La corte europea boccia l'Italia
Altra tegola sulla pessima definizione di rifiuto riscritta dal governo Berlusconi. Per la suprema magistratura comunitaria non è possibile non definire rifiuto tutto quello che si può riutilizzare in uno stesso o in diversi processi produttivi. Da Ecosportello News
15 November, 2004
Altra tegola per il governo italiano. La corte di Giustizia europea, intervenendo su richiesta della magistratura italiana che doveva giudicare un imprenditore denunciato per trasporto di materiale ferroso di scarto, ha sentenziato di fatto che la definizione di rifiuto riscritta dal governo Berlusconi attraverso il decreto legge 138/02, non va bene.
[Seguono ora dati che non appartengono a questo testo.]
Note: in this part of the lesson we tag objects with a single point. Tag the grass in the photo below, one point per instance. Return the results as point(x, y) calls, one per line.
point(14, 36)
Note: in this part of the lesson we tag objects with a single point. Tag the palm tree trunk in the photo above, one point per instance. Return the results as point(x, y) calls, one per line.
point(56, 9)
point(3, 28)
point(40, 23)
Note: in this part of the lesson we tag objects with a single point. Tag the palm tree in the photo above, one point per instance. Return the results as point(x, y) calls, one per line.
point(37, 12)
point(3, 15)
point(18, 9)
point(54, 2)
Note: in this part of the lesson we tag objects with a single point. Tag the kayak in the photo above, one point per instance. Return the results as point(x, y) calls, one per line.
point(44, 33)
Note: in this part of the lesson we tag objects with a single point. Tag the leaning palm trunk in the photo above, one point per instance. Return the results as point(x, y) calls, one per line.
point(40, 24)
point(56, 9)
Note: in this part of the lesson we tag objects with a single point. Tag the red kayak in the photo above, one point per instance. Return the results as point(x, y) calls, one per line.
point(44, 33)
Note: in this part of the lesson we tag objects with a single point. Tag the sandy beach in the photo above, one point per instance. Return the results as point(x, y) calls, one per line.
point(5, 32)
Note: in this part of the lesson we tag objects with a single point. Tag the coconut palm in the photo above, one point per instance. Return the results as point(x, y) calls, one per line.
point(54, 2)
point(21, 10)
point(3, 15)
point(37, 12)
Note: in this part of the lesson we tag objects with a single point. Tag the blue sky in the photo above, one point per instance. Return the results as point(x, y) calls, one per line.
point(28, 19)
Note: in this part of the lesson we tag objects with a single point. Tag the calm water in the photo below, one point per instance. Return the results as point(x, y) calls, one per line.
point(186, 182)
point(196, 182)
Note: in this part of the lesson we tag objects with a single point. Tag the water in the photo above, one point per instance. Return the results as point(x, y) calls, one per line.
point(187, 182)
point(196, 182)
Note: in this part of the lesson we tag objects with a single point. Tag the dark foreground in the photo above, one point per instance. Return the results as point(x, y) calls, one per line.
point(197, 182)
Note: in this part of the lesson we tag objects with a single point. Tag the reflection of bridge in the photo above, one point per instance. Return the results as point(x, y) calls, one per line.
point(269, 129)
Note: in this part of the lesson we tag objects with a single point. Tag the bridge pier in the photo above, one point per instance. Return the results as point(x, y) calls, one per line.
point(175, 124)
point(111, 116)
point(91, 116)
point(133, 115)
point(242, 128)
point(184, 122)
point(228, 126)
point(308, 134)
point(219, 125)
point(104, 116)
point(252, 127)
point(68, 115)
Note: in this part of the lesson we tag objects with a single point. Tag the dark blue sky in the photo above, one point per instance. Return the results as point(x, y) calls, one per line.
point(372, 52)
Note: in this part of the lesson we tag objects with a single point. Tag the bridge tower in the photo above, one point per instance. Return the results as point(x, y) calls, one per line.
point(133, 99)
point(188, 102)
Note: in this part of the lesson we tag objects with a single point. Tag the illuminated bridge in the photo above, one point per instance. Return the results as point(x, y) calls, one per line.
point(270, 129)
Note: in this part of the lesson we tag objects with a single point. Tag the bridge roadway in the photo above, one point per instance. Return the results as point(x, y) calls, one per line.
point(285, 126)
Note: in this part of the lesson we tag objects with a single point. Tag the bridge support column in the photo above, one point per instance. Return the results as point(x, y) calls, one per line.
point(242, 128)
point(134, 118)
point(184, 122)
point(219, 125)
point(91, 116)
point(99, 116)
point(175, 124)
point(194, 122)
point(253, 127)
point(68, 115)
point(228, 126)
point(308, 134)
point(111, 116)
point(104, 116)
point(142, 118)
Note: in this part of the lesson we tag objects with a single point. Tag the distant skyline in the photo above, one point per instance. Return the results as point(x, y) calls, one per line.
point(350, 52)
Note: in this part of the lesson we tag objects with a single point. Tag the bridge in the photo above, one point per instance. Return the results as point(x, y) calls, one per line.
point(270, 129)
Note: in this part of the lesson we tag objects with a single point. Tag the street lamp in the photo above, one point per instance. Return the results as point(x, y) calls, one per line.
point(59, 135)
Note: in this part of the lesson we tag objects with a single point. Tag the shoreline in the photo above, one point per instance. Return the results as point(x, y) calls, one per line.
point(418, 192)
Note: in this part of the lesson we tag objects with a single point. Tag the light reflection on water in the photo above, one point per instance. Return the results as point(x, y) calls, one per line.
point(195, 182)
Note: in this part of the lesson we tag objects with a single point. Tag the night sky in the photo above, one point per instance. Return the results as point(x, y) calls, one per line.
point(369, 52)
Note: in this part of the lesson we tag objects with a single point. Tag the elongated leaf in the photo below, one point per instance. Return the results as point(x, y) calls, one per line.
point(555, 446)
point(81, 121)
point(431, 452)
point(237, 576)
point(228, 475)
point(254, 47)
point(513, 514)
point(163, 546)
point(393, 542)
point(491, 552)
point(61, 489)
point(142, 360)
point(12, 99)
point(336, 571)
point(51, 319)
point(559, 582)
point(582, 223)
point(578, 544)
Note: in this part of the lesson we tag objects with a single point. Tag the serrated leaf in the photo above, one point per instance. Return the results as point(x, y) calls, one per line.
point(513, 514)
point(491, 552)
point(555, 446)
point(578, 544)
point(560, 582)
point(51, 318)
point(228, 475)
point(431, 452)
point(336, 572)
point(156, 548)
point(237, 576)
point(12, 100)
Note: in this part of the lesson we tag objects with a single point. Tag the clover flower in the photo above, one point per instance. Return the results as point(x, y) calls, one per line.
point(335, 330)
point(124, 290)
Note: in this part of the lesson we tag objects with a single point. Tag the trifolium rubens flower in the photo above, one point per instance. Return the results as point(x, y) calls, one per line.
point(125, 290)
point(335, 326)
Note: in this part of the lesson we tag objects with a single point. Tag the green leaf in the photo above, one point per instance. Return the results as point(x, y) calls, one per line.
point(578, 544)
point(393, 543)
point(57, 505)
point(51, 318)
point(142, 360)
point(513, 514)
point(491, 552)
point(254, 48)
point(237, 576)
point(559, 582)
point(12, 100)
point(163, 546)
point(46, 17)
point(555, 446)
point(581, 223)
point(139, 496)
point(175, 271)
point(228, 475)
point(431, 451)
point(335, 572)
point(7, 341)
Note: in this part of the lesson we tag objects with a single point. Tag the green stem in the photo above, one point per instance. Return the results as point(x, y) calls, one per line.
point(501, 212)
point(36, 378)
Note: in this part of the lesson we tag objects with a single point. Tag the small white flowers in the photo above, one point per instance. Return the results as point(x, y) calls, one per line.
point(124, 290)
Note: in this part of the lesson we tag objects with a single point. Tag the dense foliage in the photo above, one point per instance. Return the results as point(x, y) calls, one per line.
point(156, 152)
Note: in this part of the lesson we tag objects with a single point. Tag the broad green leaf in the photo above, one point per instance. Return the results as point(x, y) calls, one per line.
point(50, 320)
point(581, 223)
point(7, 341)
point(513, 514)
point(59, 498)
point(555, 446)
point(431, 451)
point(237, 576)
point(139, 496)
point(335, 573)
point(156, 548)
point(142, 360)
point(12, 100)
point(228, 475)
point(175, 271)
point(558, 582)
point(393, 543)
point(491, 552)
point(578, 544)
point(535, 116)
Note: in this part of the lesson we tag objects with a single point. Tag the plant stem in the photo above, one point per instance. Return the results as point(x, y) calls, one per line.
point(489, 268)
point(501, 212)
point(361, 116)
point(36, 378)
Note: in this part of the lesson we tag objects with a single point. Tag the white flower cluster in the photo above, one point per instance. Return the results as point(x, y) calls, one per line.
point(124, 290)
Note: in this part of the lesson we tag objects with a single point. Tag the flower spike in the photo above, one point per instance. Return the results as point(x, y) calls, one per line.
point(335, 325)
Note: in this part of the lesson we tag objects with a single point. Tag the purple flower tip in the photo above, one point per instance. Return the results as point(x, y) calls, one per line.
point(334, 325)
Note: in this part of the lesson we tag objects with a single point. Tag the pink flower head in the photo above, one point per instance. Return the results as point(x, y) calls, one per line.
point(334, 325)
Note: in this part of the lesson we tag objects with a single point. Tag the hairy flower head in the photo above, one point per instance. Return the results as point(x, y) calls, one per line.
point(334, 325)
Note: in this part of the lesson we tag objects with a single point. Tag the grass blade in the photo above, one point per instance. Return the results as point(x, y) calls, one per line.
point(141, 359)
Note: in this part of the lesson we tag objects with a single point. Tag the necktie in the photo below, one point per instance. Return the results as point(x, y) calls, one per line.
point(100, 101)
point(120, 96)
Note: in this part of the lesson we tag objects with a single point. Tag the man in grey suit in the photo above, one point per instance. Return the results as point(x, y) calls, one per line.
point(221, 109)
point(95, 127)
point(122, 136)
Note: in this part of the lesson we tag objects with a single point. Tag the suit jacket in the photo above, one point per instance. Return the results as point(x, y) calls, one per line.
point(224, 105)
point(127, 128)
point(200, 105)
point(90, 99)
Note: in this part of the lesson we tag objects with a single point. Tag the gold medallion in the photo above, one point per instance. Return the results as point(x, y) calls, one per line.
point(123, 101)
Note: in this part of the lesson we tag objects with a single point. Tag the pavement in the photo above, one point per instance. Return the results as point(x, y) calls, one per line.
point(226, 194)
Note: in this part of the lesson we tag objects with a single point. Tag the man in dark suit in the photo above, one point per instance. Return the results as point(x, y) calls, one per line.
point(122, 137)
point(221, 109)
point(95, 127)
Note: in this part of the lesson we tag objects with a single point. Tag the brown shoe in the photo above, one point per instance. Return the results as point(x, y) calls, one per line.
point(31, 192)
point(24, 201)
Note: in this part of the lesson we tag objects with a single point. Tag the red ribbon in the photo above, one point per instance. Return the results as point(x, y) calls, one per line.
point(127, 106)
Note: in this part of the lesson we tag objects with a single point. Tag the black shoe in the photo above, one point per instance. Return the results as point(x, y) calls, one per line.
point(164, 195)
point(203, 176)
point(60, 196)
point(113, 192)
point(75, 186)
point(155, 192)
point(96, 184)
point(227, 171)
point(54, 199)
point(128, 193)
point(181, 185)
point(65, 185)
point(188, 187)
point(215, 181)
Per la suprema magistratura comunitaria "i residui di consumo non possono essere considerati come 'sottoprodotto'". Essi, infatti, si legge nella sentenza, "non sono riutilizzati in maniera certa e senza previa trasformazione nel corso di un medesimo processo di produzione o di utilizzazione, ma sono sostanze o materiali di cui i detentori si sono disfatti." In un tale contesto, "essi conservano la qualifica di rifiuti finché non siano effettivamente riciclati in nuovi prodotti" perciò, "la nozione di rifiuto non esclude l'insieme dei residui di produzione o di consumo che possono essere o sono riutilizzati in un ciclo di produzione o di consumo, vuoi in assenza di trattamento preventivo e senza arrecare danni all'ambiente, vuoi previo trattamento ma senza che occorra tuttavia un'operazione di recupero". La sentenza è stata emessa in seguito a un procedimento che ha riguardato Antonio Niselli, responsabile legale della società Ilfer spa, imputato del reato di attività di gestione di rifiuti non autorizzata. Un rimorchio della società era stato sequestrato dai carabinieri perché carico di rottami ferrosi senza però il previsto modulo d'identificazione dei rifiuti. Dopo l'inizio del procedimento, però, il governo ha approvato la nuova definizione di rifiuto, che escludeva, a determinate condizioni, i prodotti destinati al riutilizzo negli stessi o diversi procedimenti produttivi. Da qui il ricorso della magistratura italiana alla corte europea per chiarire la definizione di rifiuto.